If AMD fixes the on-chip latency in Zen, there will be much bigger perveived difference between DDR/GDDR/HBM. With Jaguar, the difference between GDDR and DDR in latency is minimal. I would hope that HBM is slightly lower latency than the others, because it is so close to the die (same interposer), even if the technology itself adds some cycles. Is there anything pointing to the other direction? Is HBM designed solely for GPUs (to replace GDDR) or has there been mentions about using it on CPUs (to replace DDR4)?
I did some googling to confirm my recollection, and with the speed of light giving ~.3 meters per nanosecond and even with copper signaling being at least a third slower, the distance between the chips itself is not a major contributor. Other factors like needing less to drive the signals might save some time, but that is coupled with a bus that is clocked slower.

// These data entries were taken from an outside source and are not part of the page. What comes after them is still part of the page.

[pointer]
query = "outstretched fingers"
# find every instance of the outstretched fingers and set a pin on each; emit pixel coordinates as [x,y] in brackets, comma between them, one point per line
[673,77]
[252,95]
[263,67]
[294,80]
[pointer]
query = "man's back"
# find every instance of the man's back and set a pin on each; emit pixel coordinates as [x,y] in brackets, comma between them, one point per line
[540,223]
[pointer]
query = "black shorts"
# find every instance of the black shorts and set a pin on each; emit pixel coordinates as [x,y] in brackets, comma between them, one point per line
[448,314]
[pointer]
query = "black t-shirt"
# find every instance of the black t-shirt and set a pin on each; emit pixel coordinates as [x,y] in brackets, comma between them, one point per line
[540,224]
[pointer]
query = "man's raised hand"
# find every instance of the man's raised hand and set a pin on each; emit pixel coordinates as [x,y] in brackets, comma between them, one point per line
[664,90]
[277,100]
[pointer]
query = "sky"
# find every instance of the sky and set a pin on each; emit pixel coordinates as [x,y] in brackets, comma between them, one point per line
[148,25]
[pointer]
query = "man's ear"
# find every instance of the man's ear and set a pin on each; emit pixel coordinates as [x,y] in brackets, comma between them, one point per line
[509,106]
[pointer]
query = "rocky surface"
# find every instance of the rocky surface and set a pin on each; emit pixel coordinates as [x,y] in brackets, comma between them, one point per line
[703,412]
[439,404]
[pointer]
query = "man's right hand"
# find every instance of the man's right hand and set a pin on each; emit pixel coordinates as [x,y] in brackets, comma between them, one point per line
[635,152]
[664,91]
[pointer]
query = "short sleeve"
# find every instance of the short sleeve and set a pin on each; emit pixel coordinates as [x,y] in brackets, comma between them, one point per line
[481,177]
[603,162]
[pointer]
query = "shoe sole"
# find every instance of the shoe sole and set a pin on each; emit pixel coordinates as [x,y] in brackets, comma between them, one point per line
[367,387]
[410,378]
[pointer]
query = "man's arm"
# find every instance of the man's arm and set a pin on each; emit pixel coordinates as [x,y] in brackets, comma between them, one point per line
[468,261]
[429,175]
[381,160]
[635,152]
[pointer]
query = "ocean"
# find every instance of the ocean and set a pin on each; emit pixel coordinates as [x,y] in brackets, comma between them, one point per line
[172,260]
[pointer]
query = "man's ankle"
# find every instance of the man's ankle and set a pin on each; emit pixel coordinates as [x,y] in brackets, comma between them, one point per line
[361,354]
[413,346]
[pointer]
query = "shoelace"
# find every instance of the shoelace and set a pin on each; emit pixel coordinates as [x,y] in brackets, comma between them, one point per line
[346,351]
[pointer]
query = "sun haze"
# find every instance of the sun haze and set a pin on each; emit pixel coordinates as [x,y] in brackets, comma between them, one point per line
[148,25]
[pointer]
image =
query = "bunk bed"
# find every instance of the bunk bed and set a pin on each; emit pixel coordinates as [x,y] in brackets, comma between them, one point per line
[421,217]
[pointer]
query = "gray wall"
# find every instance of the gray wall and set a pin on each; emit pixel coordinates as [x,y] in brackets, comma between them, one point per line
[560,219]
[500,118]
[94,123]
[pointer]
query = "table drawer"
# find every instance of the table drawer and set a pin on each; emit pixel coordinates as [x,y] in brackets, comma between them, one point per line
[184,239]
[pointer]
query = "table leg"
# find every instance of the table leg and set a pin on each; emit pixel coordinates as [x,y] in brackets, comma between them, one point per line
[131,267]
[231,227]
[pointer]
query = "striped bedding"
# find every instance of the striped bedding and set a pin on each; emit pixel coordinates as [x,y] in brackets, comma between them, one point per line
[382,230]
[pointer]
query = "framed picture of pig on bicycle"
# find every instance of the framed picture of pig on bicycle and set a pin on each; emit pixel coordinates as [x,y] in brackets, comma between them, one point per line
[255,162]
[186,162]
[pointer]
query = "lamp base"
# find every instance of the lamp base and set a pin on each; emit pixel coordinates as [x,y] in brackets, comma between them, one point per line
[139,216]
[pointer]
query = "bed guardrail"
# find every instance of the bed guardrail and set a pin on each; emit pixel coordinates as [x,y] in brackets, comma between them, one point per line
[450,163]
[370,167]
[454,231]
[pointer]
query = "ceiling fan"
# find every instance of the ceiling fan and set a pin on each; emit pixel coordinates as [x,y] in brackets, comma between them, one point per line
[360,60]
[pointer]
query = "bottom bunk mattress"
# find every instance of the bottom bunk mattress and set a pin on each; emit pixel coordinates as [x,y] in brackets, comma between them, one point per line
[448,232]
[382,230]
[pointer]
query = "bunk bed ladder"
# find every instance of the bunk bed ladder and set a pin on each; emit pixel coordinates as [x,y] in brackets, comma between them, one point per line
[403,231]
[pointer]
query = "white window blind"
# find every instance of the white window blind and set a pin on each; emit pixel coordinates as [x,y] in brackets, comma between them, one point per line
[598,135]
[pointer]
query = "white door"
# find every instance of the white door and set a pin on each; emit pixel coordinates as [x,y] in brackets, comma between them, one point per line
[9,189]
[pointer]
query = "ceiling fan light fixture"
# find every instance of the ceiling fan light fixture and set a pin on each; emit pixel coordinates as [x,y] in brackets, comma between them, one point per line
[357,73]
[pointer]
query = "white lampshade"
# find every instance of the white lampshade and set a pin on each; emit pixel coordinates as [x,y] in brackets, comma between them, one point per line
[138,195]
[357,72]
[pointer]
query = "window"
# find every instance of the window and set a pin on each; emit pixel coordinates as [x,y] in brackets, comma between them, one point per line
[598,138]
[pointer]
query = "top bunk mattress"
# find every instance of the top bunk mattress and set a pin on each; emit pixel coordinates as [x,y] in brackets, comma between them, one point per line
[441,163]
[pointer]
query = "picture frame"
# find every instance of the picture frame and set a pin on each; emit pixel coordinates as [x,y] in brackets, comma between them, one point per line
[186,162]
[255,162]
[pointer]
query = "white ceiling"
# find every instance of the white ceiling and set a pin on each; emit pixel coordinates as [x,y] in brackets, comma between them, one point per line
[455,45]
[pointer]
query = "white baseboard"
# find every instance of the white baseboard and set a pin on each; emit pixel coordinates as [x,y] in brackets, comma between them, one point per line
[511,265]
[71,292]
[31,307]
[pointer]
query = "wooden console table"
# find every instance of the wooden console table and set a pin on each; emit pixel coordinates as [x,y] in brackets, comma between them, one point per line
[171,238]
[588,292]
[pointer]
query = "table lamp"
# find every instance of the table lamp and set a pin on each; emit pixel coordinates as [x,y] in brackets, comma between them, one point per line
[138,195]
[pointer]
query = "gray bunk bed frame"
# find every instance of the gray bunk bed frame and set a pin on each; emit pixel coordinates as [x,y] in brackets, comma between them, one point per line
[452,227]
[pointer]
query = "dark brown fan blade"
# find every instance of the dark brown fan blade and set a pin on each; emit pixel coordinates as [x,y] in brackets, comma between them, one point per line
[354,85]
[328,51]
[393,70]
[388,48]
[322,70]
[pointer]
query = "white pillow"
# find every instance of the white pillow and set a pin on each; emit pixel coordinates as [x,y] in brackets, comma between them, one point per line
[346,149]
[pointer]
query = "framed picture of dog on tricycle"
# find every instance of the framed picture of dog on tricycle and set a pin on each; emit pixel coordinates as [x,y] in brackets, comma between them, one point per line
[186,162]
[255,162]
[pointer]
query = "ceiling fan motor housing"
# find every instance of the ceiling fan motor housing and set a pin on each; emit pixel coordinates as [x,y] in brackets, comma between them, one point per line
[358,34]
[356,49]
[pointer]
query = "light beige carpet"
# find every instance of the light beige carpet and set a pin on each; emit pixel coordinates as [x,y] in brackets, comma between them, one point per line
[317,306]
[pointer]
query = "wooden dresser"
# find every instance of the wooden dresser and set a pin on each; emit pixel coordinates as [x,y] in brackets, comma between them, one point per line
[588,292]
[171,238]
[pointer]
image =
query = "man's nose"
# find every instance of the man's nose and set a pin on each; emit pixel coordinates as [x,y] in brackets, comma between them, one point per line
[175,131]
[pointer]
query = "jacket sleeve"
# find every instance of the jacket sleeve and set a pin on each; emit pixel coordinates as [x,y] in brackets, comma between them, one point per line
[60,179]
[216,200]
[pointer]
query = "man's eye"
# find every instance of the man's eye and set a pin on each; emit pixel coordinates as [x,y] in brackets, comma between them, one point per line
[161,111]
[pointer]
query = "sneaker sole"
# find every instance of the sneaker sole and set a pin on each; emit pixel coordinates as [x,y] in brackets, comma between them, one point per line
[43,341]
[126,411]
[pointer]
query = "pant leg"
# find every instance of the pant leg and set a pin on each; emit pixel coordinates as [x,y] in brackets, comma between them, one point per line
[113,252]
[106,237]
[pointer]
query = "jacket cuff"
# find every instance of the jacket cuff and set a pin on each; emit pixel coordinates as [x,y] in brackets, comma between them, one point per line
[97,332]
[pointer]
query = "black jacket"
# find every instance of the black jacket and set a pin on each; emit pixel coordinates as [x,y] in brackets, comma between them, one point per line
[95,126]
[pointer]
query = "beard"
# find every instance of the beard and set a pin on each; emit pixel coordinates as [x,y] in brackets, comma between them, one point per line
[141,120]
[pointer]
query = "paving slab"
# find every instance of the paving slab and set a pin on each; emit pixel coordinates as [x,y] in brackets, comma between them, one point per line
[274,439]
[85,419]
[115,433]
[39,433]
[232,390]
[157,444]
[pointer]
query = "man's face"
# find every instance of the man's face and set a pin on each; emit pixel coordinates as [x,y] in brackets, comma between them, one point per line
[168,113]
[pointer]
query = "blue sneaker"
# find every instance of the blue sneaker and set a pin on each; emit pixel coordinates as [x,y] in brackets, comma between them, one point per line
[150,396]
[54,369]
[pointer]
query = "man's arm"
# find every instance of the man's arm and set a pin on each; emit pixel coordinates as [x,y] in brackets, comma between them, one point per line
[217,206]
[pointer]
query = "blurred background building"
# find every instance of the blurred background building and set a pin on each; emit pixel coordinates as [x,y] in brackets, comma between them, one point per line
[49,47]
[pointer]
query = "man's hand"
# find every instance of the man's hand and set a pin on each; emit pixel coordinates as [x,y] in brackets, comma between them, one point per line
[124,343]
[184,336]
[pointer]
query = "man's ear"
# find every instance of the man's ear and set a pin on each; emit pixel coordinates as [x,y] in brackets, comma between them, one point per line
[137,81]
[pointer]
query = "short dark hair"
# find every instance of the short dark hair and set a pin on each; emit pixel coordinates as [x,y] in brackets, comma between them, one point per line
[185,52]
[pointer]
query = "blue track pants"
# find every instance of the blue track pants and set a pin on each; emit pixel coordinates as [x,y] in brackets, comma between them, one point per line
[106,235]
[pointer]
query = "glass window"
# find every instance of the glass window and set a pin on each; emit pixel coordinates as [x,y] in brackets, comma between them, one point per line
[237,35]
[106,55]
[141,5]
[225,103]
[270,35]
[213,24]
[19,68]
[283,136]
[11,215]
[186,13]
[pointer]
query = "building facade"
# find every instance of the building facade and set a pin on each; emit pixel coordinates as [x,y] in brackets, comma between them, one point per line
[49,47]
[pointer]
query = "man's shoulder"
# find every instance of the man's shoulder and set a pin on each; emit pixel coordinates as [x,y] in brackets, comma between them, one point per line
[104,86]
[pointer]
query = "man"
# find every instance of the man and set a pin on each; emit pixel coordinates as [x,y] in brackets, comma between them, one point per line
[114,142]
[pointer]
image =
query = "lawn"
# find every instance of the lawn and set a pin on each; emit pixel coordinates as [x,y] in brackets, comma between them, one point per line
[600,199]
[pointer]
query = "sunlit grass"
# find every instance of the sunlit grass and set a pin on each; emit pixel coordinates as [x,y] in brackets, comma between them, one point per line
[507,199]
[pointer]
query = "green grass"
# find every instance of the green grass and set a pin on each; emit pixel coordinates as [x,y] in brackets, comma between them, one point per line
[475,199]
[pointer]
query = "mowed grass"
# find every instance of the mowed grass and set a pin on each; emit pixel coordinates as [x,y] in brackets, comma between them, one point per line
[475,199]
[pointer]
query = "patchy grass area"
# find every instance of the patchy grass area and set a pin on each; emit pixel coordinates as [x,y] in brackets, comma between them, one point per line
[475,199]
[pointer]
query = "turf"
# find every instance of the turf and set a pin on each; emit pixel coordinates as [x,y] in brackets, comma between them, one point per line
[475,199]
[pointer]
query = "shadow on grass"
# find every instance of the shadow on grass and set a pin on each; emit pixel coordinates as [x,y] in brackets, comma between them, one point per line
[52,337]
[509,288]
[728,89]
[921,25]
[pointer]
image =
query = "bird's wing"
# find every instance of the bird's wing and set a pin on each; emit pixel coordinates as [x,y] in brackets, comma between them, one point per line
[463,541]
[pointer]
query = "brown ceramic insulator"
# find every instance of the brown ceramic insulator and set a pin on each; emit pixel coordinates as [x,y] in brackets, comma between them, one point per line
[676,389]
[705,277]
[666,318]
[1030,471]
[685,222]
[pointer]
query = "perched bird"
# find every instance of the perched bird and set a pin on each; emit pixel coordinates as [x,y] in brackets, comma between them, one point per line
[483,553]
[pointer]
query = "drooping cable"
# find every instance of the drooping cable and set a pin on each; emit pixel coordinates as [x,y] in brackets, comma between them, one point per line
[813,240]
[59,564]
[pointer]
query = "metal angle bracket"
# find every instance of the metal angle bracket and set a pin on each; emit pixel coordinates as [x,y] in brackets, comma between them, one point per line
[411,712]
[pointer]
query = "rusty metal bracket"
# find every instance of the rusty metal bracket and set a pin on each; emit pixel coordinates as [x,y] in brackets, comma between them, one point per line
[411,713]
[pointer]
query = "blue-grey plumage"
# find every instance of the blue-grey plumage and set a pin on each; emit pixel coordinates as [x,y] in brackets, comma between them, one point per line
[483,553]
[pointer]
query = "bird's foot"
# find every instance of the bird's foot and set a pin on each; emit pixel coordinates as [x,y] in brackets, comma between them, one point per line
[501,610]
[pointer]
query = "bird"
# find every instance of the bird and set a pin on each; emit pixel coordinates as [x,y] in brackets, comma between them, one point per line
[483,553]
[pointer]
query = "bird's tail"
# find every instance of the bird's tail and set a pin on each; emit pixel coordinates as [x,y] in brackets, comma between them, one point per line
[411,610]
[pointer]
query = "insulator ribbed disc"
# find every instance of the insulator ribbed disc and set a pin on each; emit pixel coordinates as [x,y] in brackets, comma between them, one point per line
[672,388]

I am trying to find a citation for a rather informal characterization that HBM takes a little longer to deliver the initial part of a burst than GDDR5, but can finish the burst faster.
The raw number of channels can help with loaded latency and increase the CPU's ability to spread accesses over more channels, potentially reducing the number of turnaround penalties incurred.
What doesn't necessarily change is the time it takes to fall through the cache hierarchy and traverse the uncore, which AMD hopefully improves.
On the other side, there is the internal logic, routing, and latency of the DRAM arrays.
The arrays have not scaled in latency for years, and DRAM devices have a number of latencies that are measured in wall-clock time, not device speed.
Hynix has marketed HBM for other device types, like networking, but I don't recall a strong push to replace main memory. Perhaps some classes of consumer device can, although WideIO is liked by mobile, and DDR4 will be hard to beat in terms of capacity and pricing.